Para piorar, a Warner consegue mais uma vez a façanha de escalar um medalhão – agora Susan Sarandon, cujo maior sonho sempre foi ser a nova Bette Davis – para reduzi-lo a vilã de novela mexicana, tão exagerada quanto Paola Bracho, de “A Usurpadora”. Limitada em uma atuação-pastiche, a oscarizada atriz nem se esforça. Embarca e cabeça na canastrice sem alma, como fez com Helen Mirren em “Shazam! Fúria dos Deuses”, enchendo o bolso de verdinhas para depois reclamar que Hollywood não escreve papeis bons para atrizes maduras. Lástima.

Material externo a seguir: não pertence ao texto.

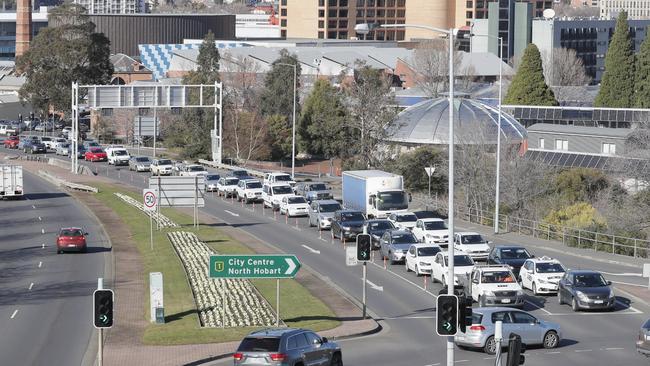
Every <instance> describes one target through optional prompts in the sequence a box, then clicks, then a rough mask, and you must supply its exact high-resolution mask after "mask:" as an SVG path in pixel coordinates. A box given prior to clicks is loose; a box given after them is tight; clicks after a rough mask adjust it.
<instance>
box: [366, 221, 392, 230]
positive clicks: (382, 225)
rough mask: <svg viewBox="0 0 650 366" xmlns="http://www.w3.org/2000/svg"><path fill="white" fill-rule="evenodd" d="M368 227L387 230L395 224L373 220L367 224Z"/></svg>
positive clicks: (383, 229)
mask: <svg viewBox="0 0 650 366" xmlns="http://www.w3.org/2000/svg"><path fill="white" fill-rule="evenodd" d="M368 227H369V229H370V230H388V229H394V228H395V225H393V223H392V222H390V221H373V222H371V223H370V224H368Z"/></svg>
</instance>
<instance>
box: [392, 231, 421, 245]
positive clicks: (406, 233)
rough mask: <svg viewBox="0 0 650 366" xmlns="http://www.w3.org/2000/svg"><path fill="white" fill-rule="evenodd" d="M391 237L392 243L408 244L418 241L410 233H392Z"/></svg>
mask: <svg viewBox="0 0 650 366" xmlns="http://www.w3.org/2000/svg"><path fill="white" fill-rule="evenodd" d="M392 238H393V244H409V243H417V242H418V240H417V239H415V236H414V235H413V234H411V233H404V234H393V235H392Z"/></svg>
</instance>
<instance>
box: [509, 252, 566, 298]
mask: <svg viewBox="0 0 650 366" xmlns="http://www.w3.org/2000/svg"><path fill="white" fill-rule="evenodd" d="M564 272H566V270H565V269H564V267H563V266H562V263H560V261H558V260H557V259H553V258H549V257H541V258H530V259H526V261H525V262H524V264H523V265H522V266H521V269H520V270H519V278H520V279H521V287H523V288H528V289H530V290H531V291H533V294H535V295H537V294H551V293H556V292H557V291H558V283H559V282H560V279H561V278H562V276H564Z"/></svg>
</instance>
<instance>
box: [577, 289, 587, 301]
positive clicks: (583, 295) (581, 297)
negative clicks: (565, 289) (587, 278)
mask: <svg viewBox="0 0 650 366" xmlns="http://www.w3.org/2000/svg"><path fill="white" fill-rule="evenodd" d="M576 296H578V299H580V301H589V298H588V297H587V295H585V294H584V293H583V292H582V291H576Z"/></svg>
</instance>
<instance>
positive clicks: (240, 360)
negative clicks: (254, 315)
mask: <svg viewBox="0 0 650 366" xmlns="http://www.w3.org/2000/svg"><path fill="white" fill-rule="evenodd" d="M233 359H234V365H235V366H239V365H270V366H280V365H282V366H285V365H286V366H307V365H332V366H342V365H343V358H342V356H341V347H339V345H338V344H336V343H334V342H329V341H328V340H327V338H325V337H322V338H321V337H320V336H318V335H317V334H316V333H314V332H312V331H310V330H306V329H296V328H273V329H264V330H258V331H255V332H252V333H250V334H249V335H247V336H246V338H244V339H243V340H242V341H241V343H240V344H239V347H238V348H237V351H236V352H235V354H234V355H233Z"/></svg>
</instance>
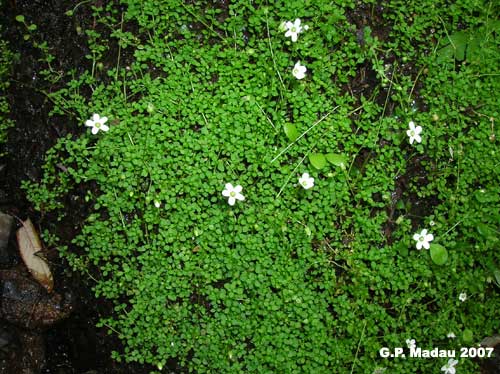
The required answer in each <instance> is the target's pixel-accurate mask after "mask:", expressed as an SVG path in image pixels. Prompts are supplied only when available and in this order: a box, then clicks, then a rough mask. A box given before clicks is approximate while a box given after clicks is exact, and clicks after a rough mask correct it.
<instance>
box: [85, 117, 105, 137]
mask: <svg viewBox="0 0 500 374" xmlns="http://www.w3.org/2000/svg"><path fill="white" fill-rule="evenodd" d="M107 121H108V117H101V116H100V115H99V114H94V115H93V116H92V119H88V120H86V121H85V126H88V127H92V134H94V135H95V134H97V133H98V132H99V130H100V131H108V130H109V127H108V125H105V123H106V122H107Z"/></svg>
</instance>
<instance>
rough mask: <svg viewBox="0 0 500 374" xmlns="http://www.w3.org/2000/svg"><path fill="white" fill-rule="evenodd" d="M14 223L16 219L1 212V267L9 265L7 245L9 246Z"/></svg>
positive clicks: (0, 248) (0, 224) (0, 214)
mask: <svg viewBox="0 0 500 374" xmlns="http://www.w3.org/2000/svg"><path fill="white" fill-rule="evenodd" d="M13 221H14V219H13V218H12V217H11V216H9V215H8V214H4V213H1V212H0V265H5V264H8V263H9V253H8V252H7V245H8V244H9V237H10V232H11V230H12V223H13Z"/></svg>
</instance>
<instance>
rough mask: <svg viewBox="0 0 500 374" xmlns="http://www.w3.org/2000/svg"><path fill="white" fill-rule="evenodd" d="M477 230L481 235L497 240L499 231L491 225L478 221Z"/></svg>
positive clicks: (494, 239) (485, 237) (484, 237)
mask: <svg viewBox="0 0 500 374" xmlns="http://www.w3.org/2000/svg"><path fill="white" fill-rule="evenodd" d="M476 230H477V232H478V233H479V235H481V236H482V237H483V238H485V239H488V240H492V241H497V240H498V238H497V232H496V230H495V229H494V228H492V227H491V226H488V225H486V224H484V223H478V225H477V226H476Z"/></svg>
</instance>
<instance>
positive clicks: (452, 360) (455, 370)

Ainda assim, “Besouro Azul” – que junto com o ainda a ser lançado “Aquaman e o Reino Proibido”, representa o canto do cisne do antigo DCEU (Universo Extendido DC Comics), pronto para ser sepultado pela reformulação do estúdio a cargo de James Gunn e Peter Safran – pode não ser inteiramente um desastre como “Flash”. Por supostamente se enquadrar na política de cotas, vai acabar visto com simpatia por certa parcela da plateia nerd GenZer engajadinha, que vai desconsiderar a falta de consistência de uma narrativa ancorada em efeitos visuais, armaduras reluzentes, coreografias de luta e uma motivação vilanesca esvaziada. Resta saber se a sortuda Bruna Marquezine vai saber tirar proveito da visibilidade que lhe caiu no colo, mesmo sem sequer esbarrar de raspão na competência de Carmen Miranda.